Elevated CO2 affects predator-prey interactions through altered performance

Recent research has shown that exposure to elevated carbon dioxide (CO2) affects how fishes perceive their environment, affecting behavioral and cognitive processes leading to increased prey mortality. However, it is unclear if increased mortality results from changes in the dynamics of predator-prey interactions or due to prey increasing activity levels. Here we demonstrate that ocean pCO2 projected to occur by 2100 significantly effects the interactions of a predator-prey pair of common reef fish: the planktivorous damselfish Pomacentrus amboinensis and the piscivorous dottyback Pseudochromis fuscus.

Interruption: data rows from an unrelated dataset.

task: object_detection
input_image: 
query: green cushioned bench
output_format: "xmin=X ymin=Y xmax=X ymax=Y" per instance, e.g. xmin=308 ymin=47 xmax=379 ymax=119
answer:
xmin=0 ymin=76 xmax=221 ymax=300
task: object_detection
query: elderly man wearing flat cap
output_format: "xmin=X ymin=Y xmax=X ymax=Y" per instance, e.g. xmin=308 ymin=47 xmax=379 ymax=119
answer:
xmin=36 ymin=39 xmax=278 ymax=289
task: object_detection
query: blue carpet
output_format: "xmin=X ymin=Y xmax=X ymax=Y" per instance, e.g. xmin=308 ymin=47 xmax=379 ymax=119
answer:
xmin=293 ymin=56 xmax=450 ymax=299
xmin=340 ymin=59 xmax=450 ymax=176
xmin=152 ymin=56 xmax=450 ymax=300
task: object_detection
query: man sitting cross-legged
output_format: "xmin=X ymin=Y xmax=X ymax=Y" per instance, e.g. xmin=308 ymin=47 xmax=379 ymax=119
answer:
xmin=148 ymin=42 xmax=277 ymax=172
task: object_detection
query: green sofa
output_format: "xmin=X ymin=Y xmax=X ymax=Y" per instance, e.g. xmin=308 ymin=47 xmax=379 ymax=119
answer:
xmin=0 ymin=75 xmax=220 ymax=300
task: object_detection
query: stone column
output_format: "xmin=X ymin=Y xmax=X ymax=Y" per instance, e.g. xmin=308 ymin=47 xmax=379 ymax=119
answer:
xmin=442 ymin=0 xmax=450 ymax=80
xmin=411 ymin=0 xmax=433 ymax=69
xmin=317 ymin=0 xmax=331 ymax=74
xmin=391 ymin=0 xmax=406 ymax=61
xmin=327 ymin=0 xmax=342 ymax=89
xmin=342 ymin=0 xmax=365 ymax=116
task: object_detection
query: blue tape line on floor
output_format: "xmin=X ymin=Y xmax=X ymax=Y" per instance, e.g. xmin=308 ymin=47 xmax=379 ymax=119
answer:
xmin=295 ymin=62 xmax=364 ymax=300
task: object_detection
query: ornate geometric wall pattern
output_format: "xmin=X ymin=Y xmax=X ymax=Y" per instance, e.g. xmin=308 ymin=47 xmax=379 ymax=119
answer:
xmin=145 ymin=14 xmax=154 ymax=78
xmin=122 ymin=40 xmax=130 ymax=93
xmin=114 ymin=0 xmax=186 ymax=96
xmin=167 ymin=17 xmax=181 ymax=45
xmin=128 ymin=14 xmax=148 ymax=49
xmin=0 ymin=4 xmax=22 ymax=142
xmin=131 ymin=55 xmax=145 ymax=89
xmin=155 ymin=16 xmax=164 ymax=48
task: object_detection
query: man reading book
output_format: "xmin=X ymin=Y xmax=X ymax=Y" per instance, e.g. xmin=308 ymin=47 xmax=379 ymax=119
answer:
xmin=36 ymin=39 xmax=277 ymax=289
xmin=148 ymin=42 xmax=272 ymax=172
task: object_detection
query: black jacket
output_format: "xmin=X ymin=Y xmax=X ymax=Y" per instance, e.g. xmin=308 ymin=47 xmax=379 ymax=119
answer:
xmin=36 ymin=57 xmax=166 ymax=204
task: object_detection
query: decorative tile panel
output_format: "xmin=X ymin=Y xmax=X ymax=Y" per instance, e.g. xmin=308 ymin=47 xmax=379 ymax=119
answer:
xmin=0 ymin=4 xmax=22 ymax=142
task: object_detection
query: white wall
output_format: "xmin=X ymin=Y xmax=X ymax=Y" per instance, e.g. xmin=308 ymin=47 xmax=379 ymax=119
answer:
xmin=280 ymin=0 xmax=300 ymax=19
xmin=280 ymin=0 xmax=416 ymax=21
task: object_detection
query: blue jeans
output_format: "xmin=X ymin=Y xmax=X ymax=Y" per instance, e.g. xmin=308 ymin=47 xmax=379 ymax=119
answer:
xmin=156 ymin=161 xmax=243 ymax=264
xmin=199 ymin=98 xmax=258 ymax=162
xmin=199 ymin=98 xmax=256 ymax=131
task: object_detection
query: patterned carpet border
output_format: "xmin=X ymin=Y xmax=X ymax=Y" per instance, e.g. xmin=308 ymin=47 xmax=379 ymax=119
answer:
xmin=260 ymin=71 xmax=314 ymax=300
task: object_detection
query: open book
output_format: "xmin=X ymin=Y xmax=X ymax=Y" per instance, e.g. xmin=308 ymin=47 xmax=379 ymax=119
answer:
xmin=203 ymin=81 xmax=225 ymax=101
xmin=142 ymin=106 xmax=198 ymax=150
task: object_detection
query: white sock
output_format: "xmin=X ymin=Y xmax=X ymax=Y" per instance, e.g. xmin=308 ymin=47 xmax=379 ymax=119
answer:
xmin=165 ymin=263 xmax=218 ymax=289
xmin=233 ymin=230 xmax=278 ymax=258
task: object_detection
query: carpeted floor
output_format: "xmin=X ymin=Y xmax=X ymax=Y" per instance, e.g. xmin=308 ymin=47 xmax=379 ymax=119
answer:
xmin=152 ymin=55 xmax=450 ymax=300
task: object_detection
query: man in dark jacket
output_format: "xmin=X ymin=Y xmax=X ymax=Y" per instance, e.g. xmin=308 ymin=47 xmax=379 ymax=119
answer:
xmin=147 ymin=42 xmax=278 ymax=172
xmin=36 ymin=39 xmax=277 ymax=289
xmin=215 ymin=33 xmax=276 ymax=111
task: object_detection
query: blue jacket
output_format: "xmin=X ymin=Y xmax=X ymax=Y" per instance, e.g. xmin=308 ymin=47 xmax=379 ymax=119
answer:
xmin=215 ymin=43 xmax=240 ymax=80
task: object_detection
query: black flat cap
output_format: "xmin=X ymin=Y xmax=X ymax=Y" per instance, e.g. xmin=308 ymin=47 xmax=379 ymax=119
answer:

Prey exposed to elevated CO2 (880 µatm) or a present-day control (440 µatm) interacted with similarly exposed predators in a cross-factored design. Predators had the lowest capture success when exposed to elevated CO2 and interacting with prey exposed to present-day CO2. Prey exposed to elevated CO2 had reduced escape distances and longer reaction distances compared to prey exposed to present-day CO2 conditions, but this was dependent on whether the prey was paired with a CO2 exposed predator or not. This suggests that the dynamics of predator-prey interactions under future CO2 environments will depend on the extent to which the interacting species are affected and can adapt to the adverse effects of elevated CO2.